Under Butler's administration the Local developed an effective newspaper, the City Hospital Worker; supported an award-winning choir, the Voices of Local 420; and participated in the Coalition of Black Trade Unionists, the New York State Black and Puerto Rican Caucus, the Coalition of Labor Union Women, Jesse Jackson's Operation PUSH, the NAACP, the National Urban League, the Southern Christian Leadership Conference's Labor Committee and other labor and civil rights organizations. The Local became a leading force in ASCME DC37's Hospitals Division and in AFSCME's Health Advisory Committee. Local 420 members traveled to the South to support civil rights and labor struggles, and were central to the campaign to have the birthday of Dr. Martin Luther King, Jr. birthday established as a national holiday.
As a result of the staunch opposition of Local 420 and DC37, the Giuliani administration was prevented from selling off Coney Island, Elmhurst and Queens hospitals, as a first step toward dismantling the city hospital system. Despite the reluctance of other New York labor leaders to confront a popular mayor, President Butler organized rallies, prayer vigils outside homes of city officials, and a "Freedom Bus," which followed the mayor on the senate campaign trail. A landmark court decision blocked the sale of entire facilities, but Giuliani pushed ahead with drastic cutbacks in funding of the Health and Hospitals Corporation, reallocation of Medicaid funds to private hospitals, closures, and privatization of some hospital services, with the result that the Local's membership dropped to 7,500 and the number of municipal hospitals to 11 by 2001. Clashes between Butler and DC37 executive director Stanley Hill meant that the local could no longer count on firm Council backing in negotiations. In the late 1990s dissent began to grow within the Local, as members questioned lavish expenditures by the leadership, a burdensome dues increase, and plans for an expensive new local headquarters that never materialized.
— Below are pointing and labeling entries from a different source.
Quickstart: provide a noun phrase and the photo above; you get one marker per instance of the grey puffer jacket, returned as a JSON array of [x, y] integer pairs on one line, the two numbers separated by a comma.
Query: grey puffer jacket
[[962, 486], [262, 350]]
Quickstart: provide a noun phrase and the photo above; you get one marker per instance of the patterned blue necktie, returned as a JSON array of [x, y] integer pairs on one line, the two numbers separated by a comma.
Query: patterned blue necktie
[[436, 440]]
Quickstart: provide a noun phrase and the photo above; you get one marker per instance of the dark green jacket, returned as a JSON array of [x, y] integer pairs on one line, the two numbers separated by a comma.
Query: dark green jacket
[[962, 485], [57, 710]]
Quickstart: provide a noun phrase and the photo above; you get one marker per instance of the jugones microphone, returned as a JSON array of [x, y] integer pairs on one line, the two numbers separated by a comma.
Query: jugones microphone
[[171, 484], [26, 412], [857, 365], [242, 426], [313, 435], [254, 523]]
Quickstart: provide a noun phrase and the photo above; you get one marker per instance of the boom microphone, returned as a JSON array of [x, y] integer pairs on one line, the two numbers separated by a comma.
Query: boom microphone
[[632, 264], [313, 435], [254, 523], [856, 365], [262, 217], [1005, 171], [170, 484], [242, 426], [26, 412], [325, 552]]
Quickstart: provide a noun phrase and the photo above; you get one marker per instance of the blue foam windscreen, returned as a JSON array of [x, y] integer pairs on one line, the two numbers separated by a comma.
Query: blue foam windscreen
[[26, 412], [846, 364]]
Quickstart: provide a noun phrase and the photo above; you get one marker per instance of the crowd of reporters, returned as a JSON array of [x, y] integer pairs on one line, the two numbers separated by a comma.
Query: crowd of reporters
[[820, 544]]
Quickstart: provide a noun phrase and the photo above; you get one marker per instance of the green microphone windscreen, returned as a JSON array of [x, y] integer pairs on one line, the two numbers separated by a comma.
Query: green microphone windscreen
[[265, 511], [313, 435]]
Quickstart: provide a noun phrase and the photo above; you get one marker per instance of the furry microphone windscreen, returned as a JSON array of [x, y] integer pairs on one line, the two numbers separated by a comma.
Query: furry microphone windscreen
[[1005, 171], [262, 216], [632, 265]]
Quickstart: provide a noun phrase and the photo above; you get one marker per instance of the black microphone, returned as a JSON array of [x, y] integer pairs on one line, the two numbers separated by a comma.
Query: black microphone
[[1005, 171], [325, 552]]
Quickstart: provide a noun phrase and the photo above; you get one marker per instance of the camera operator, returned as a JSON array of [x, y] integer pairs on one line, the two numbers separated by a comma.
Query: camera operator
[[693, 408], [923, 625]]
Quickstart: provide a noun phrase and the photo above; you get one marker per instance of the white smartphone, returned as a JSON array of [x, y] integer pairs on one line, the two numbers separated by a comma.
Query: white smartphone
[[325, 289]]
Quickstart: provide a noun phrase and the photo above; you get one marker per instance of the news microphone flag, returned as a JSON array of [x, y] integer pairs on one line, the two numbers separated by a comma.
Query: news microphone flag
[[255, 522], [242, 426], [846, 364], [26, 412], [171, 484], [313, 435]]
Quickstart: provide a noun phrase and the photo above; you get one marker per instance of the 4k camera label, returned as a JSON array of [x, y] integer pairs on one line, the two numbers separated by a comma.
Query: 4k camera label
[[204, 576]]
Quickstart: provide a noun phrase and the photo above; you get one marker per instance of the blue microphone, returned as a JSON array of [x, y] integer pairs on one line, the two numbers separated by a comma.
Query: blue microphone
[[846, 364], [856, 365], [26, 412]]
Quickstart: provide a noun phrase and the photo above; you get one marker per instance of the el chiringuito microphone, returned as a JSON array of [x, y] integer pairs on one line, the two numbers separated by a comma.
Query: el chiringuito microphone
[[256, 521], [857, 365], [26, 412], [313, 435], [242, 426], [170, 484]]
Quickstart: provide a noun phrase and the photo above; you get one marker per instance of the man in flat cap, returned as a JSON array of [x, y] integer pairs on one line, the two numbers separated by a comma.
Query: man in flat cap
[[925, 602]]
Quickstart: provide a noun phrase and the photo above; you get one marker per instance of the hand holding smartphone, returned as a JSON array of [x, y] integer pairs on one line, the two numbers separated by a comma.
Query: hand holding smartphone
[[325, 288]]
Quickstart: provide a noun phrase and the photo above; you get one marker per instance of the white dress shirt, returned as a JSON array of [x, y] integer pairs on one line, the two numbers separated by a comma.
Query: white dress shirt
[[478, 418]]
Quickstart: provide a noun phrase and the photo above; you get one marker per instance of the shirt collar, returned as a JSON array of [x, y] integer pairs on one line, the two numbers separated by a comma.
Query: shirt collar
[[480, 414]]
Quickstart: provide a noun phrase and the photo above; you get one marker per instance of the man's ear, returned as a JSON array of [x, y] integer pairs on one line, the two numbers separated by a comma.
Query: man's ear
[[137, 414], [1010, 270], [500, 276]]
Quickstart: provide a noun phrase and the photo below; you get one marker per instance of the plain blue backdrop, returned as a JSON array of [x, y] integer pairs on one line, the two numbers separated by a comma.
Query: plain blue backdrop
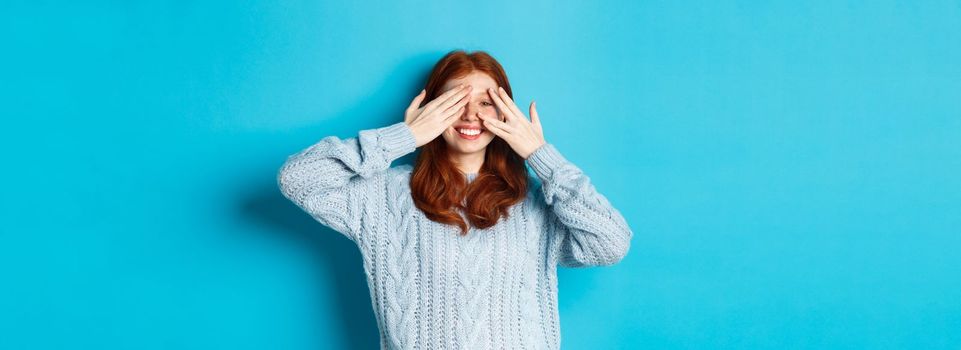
[[792, 171]]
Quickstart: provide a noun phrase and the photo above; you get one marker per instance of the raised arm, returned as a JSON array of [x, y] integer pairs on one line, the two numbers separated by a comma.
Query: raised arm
[[334, 180], [592, 231]]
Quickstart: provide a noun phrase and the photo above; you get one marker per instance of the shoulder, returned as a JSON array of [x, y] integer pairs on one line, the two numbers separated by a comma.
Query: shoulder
[[398, 177]]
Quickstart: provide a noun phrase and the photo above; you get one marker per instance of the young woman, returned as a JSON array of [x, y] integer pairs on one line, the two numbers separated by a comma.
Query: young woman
[[460, 250]]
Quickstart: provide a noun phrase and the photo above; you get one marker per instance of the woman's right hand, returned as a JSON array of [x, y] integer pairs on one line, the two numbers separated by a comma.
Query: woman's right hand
[[430, 121]]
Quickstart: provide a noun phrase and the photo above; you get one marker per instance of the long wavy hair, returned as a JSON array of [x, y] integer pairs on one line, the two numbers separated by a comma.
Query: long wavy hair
[[439, 188]]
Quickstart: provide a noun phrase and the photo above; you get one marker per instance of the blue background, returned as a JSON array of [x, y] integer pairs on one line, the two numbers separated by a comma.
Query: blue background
[[792, 172]]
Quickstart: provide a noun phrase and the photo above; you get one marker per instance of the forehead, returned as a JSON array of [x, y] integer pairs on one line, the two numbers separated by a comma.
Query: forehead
[[476, 79]]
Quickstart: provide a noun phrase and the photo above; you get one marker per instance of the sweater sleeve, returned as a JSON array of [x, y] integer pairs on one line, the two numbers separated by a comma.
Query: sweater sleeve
[[591, 230], [333, 179]]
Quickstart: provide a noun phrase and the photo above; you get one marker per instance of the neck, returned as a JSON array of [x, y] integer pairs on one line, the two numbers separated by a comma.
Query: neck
[[468, 163]]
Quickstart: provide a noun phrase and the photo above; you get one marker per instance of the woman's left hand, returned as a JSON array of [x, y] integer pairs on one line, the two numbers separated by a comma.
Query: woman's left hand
[[522, 135]]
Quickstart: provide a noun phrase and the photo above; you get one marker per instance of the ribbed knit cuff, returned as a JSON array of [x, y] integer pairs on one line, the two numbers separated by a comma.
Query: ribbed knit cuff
[[545, 159], [397, 140]]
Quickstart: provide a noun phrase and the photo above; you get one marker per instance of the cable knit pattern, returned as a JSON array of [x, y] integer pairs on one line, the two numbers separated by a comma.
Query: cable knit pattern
[[431, 288]]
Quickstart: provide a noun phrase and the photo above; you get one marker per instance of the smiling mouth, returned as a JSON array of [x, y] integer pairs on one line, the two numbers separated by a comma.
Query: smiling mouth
[[469, 133]]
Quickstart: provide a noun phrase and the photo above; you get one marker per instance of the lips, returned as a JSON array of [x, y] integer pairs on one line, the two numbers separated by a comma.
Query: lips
[[469, 132]]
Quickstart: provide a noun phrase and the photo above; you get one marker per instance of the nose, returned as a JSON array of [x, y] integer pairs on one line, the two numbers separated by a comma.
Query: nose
[[470, 111]]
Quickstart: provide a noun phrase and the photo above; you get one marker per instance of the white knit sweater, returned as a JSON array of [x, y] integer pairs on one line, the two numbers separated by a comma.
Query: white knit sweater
[[432, 288]]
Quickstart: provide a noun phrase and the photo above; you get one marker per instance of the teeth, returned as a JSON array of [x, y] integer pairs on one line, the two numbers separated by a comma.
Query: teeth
[[469, 131]]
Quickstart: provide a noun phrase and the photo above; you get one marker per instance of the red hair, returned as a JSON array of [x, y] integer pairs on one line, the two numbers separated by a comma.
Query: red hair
[[438, 187]]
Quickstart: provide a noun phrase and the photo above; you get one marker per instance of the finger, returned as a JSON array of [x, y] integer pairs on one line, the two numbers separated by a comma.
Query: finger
[[452, 117], [417, 100], [455, 99], [535, 119], [506, 111], [443, 98], [510, 102], [457, 107], [493, 122]]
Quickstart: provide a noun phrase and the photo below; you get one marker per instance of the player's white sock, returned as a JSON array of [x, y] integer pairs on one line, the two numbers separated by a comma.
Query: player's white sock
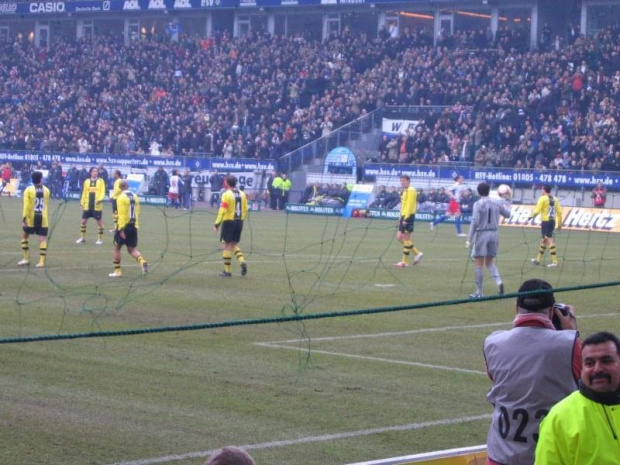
[[479, 280], [495, 273]]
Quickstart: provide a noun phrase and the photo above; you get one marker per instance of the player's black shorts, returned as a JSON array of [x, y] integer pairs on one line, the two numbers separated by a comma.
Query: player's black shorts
[[546, 228], [406, 227], [231, 231], [131, 237], [91, 214]]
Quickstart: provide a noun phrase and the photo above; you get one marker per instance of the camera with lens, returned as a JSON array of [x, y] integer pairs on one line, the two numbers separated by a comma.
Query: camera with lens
[[563, 308]]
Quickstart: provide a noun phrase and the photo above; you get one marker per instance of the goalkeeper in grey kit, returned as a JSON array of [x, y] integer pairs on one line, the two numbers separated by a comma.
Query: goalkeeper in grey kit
[[484, 235]]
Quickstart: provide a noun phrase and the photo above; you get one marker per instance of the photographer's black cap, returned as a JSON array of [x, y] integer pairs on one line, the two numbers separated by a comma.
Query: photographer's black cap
[[535, 302]]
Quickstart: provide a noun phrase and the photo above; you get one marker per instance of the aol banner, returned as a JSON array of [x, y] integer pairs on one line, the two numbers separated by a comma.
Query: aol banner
[[574, 218]]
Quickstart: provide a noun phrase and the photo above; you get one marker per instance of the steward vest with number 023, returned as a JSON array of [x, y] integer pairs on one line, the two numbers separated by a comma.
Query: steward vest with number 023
[[531, 368]]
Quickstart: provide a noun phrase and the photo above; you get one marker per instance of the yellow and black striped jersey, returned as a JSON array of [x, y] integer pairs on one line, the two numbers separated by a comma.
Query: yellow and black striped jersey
[[549, 208], [408, 202], [116, 190], [234, 206], [36, 202], [93, 194]]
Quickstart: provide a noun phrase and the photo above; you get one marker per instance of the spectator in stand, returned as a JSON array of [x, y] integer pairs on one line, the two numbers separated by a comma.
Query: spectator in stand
[[392, 199], [83, 176], [379, 201], [174, 190], [186, 189], [127, 118], [73, 178], [216, 181], [55, 180], [582, 429], [5, 176], [103, 174], [599, 194], [285, 188], [160, 182], [467, 201]]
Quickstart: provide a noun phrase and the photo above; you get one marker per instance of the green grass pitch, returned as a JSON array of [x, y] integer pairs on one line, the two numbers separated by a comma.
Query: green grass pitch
[[327, 391]]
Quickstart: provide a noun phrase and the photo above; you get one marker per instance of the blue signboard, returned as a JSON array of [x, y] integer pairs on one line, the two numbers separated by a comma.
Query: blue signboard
[[563, 178], [105, 6], [141, 161], [340, 160]]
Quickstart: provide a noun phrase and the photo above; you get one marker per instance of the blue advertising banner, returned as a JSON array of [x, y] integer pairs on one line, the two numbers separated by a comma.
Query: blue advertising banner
[[141, 161], [105, 6], [564, 178], [359, 198], [98, 6], [340, 160]]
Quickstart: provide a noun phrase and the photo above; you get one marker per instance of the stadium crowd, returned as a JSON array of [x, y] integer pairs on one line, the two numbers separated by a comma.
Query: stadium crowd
[[261, 96]]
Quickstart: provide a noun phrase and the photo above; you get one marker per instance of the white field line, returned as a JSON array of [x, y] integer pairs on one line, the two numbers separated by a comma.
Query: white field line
[[375, 359], [415, 331], [284, 344], [311, 439]]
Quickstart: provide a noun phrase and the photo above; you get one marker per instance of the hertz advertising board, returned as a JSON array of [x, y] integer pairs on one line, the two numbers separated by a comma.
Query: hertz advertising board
[[573, 218]]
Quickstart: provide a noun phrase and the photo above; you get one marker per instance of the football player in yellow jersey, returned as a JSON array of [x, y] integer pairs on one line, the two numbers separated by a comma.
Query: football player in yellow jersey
[[34, 218], [116, 191], [233, 211], [93, 194], [408, 208], [550, 211], [126, 233]]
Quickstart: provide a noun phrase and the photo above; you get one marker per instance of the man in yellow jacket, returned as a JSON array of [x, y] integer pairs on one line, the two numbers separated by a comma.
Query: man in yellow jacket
[[584, 428], [34, 218], [93, 193], [126, 233], [231, 215], [550, 211]]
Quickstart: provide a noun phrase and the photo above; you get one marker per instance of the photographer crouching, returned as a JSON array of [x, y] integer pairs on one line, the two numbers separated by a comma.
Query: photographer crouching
[[533, 366]]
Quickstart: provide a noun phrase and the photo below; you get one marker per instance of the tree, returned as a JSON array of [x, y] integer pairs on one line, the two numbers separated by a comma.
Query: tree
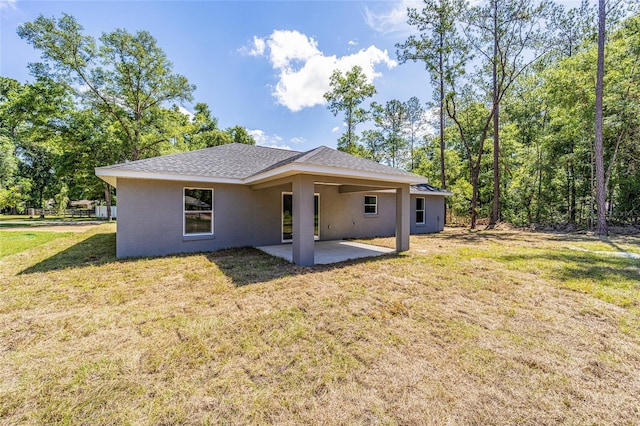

In December local vice-president Carmen Charles, representing the opposition within the local, challenged James Butler for the presidency and won, by a narrow margin. Despite repeated challenges to the election result by the Butler slate and inaction by DC 37, Charles's victory was finally confirmed by AFSCME's national Judicial Panel in May 2002. The new administration has embarked on a program of revitalization and reorganization, aimed at defending the some of the city's most vulnerable municipal workers in the chilly climate of the new millennium.
Sources:
Bernard and Jewel Bellush, Union Power and New York: Victor Gotbaum and District Council 37(New York: Praeger Publishers, 1984).
Dierdre McFadyen, "Butler's Last Stand," City Limits Monthly(on-line), November 2001.
Silver Anniversary Celebration of Jim Butler, October 11, 1997 (New York: AFSCME, Local 420, 1997).